Yet, it is this loop of hedge fund managers and speculators that influenced government policies and young people were called on to make sacrifices for these forces along with the top executives of the oil companies. The military expansion under the Bush administration has reached the point that in the proposed 2009 budget of US $3.1 trillion, about a third of this budget is being directed toward the military and security sectors at the moment when there are tax cuts for the wealthy and reduced spending on health, education and anti-poverty programs.

In the spirit of the old which is dying and the new which is to be born, these speculators have unleashed their thinkers into the campaign of Barrack Obama so that the ideas about economic restructuring falls woefully short of the vision for change. As in the old politics, the hedge fund managers and war profiteers are financing all campaigns so that whoever wins, they will continue to influence the politics of Washington. One of the fundamental errors of the Obama campaign is for Barack Obama to float the idea that under a Barack Obama administration there would be an expansion of the military by over 55,000 new personnel. It is now necessary to reflect and debate the ideas of Seymour Melman on the conversion of the military industrial complex as a starting point for new economic relations.

From all corners there are demands for a fundamental restructuring of the society in order to repair the human spirit. It is the escape from spiritual death and the repair of the human spirit which is driving the youth of today. This repair and healing of humans will inspire the repair of the spaces they inhabit so that bridges are built to connect humans and for cleaning up the toxic dumps. New Orleans stands out as an example of the inability to fully grasp the need for conversion from the thinking in politics and economics that brought us the apartheid engineering that dislodged millions after the Hurricane Katrina. However, a deeper grasp of global warming will alert us to the idea that Hurricane Katrina was but a warning that far more drastic restructuring of the society is needed to break from apartheid forms of social control and apartheid thinking. There are some economists who are putting forward ideas about the kind of infrastructural reconstruction that was similar to the New Deal of Franklin Delano Roosevelt. The kind of reconstruction that is needed in the 21st century cannot reconstruct and save the old classes that created the problems in the first place. Again, we have to draw on Albert Einstein who warned that one cannot solve problems with the mindset that created the problems in the first place.

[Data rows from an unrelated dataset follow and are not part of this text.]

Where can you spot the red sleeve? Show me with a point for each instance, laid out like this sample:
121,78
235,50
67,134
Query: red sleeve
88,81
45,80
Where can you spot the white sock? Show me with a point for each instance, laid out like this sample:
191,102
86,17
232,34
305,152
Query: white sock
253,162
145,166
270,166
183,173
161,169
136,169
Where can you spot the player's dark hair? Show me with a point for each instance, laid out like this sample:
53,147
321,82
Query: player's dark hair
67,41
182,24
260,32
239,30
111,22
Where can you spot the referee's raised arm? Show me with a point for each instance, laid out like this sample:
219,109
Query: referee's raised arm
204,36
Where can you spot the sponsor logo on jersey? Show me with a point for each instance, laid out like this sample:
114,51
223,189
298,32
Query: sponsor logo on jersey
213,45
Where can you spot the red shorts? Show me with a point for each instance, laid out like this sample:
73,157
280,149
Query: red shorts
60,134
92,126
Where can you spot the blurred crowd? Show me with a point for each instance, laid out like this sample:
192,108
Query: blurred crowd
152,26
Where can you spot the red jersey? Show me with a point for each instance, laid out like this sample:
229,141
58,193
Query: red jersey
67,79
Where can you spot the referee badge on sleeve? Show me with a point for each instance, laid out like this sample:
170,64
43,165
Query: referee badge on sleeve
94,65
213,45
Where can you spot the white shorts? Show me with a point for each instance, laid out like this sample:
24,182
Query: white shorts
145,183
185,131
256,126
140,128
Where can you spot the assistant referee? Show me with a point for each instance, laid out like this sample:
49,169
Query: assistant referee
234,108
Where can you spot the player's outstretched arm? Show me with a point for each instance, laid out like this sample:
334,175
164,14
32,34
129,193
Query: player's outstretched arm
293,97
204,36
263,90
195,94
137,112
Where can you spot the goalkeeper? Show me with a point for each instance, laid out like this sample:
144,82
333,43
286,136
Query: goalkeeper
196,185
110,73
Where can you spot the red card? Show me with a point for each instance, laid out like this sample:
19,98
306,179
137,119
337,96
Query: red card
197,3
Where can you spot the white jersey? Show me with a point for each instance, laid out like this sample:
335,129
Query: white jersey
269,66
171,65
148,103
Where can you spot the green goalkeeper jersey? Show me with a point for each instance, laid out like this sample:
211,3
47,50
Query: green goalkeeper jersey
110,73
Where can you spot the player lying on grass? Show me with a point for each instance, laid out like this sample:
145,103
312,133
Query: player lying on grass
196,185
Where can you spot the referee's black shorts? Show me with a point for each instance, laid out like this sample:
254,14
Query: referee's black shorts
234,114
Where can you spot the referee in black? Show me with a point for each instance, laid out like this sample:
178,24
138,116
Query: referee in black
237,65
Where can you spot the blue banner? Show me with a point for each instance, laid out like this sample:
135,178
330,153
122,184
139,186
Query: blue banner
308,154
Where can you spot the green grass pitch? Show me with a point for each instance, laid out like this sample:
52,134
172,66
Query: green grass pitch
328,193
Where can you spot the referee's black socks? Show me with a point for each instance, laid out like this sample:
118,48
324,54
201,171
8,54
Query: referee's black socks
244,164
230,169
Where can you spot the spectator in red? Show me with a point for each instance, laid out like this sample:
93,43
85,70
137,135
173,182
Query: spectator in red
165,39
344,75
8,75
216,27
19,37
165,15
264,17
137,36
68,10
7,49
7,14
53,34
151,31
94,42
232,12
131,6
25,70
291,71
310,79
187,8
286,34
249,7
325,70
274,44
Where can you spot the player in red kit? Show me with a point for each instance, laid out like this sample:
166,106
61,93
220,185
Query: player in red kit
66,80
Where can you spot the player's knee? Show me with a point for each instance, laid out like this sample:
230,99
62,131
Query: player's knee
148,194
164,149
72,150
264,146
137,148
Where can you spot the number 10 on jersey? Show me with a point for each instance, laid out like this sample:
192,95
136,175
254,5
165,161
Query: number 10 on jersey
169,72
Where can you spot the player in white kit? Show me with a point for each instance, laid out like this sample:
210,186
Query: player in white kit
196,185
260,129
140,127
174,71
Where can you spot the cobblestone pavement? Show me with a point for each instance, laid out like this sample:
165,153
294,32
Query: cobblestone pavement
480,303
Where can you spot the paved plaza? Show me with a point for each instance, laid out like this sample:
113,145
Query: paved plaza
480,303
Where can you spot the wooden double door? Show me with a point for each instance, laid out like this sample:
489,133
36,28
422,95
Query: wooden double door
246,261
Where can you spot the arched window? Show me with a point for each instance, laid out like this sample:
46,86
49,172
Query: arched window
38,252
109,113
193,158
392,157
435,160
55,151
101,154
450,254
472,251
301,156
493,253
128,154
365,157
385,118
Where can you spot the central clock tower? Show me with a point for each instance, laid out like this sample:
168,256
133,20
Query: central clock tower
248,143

Creativity and new potentials

The exciting possibilities from the new technologies being mobilized for solar energies can in the very short term break the destructive hold of the petroleum companies over the politics and the military of the society. Oil companies and other corporations have a vested interest in the old forms of economic relations. In the last year, one company, Exxon Mobil, posted profits of over US$ 40 billion when millions of citizens lost their jobs and millions of home owners lost their homes. Democratizing control over these corporations requires an informed population that is not diverted into day dreaming by the same corporations that control the old media. For fundamental democratic change to be realized, the insurgent political campaign that is now emerging needs to go beyond the political campaign to new areas of engagement. Lawrence Lessig, the noted scholar of Stanford University, has been one of the foremost campaigners for alternative thinking and the opening up of the Creative Commons to make knowledge available to all. The United States can never prosper when the society condemns half of its youth to the sidelines and millions are warehoused into the prison industrial complex. Knowledge for all and the building of a new educational infrastructure to challenge racism and sexism demand new thinking.

Because of the importance of the creative commons in the arena over the struggles for information freedom and cyber democracy the concepts, ideas and organizational forms of the new politics will have to open up the appetite of the youth for self discovery. There will have to be new schools for political change. These schools will challenge the promise to turn humans into cyborgs, robots and unthinking consumers. It is this mindless consumption that is driving the so called stimulus package that is before the citizens of the USA. A real stimulus can only emerge when the old power centers are degraded and new centers of truth, peace and justice arise.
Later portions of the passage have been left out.